Patients with squamous cell carcinoma of the vulva who present with multiple positive groin lymph nodes have poor survival. Growth of cancer through the capsule of the groin lymph nodes recently has been identified as an important prognostic factor for survival in that patient group. The objective of this study was to determine the influence of several clinicopathologic parameters on the pattern of recurrence and survival. A review of 71 patients with squamous cell carcinoma of the vulva and positive lymph nodes was performed to assess the independent prognostic value of a number of variables for survival. Variables analyzed included tumor size, stage, number of positive lymph nodes, extracapsular growth of lymph node metastasis, the greatest dimension of tumor in the lymph nodes, the percentage of replacement of the lymph nodes by tumor, clinical lymph node status, and laterality of positive lymph nodes.

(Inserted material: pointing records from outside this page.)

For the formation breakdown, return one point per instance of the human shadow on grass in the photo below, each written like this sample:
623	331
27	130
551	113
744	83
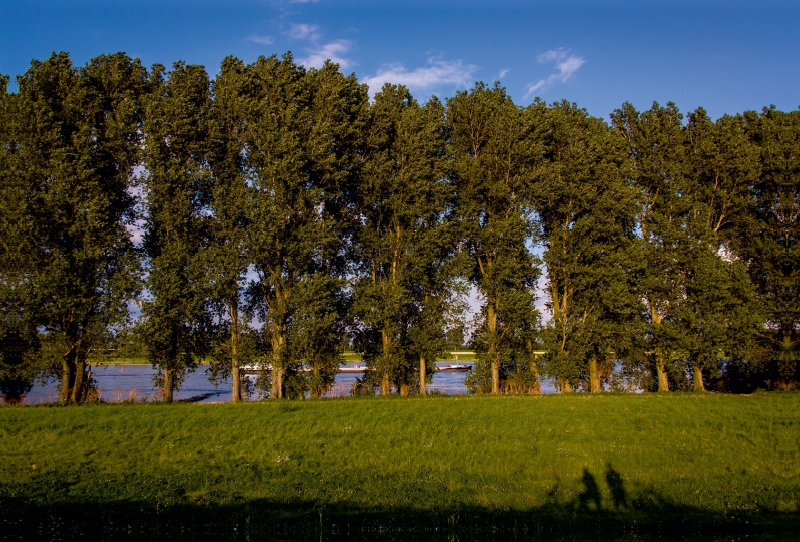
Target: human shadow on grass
585	517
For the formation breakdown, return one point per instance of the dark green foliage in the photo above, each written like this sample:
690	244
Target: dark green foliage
406	286
301	135
495	151
770	242
19	341
286	216
177	187
586	215
77	153
226	257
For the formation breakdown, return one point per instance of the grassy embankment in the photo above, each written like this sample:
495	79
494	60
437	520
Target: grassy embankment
610	463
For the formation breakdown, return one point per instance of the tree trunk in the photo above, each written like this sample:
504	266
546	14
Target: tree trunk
386	387
236	392
495	377
661	372
80	382
698	378
66	382
491	322
169	385
277	382
594	375
423	385
278	370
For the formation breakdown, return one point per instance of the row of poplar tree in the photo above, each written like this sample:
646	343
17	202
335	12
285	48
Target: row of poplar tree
274	213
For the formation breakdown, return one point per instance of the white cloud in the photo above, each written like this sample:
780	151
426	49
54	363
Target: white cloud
263	40
333	51
302	31
437	72
567	65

Using the Mantel-Cox test, extracapsular growth of lymph node metastases (P = 0.00), two or more positive lymph nodes (P = 0.02), and greater than 50% replacement of lymph nodes by tumor (P = 0.03) were predictors of poor survival. No difference was found between the groups with two positive lymph nodes and those with three or more. Extracapsular growth of lymph node metastases was the most significant independent predictor for survival. Distant metastases occurred in 7 of 15 patients (48%) who had a combination of extranodal spread, lymph node replacement greater than 50%, and three or more positive lymph nodes. Extracapsular growth of lymph node metastases in the groin is the most important predictor for poor survival in patients with squamous cell carcinoma of the vulva. Because of the predominant distant failure pattern in a subgroup of patients who have a combination of extranodal spread, multiple positive lymph nodes, and lymph nodes replaced by tumor greater than 50%, a future study of the effectiveness of systemic therapy for vulvar cancer must include these patients.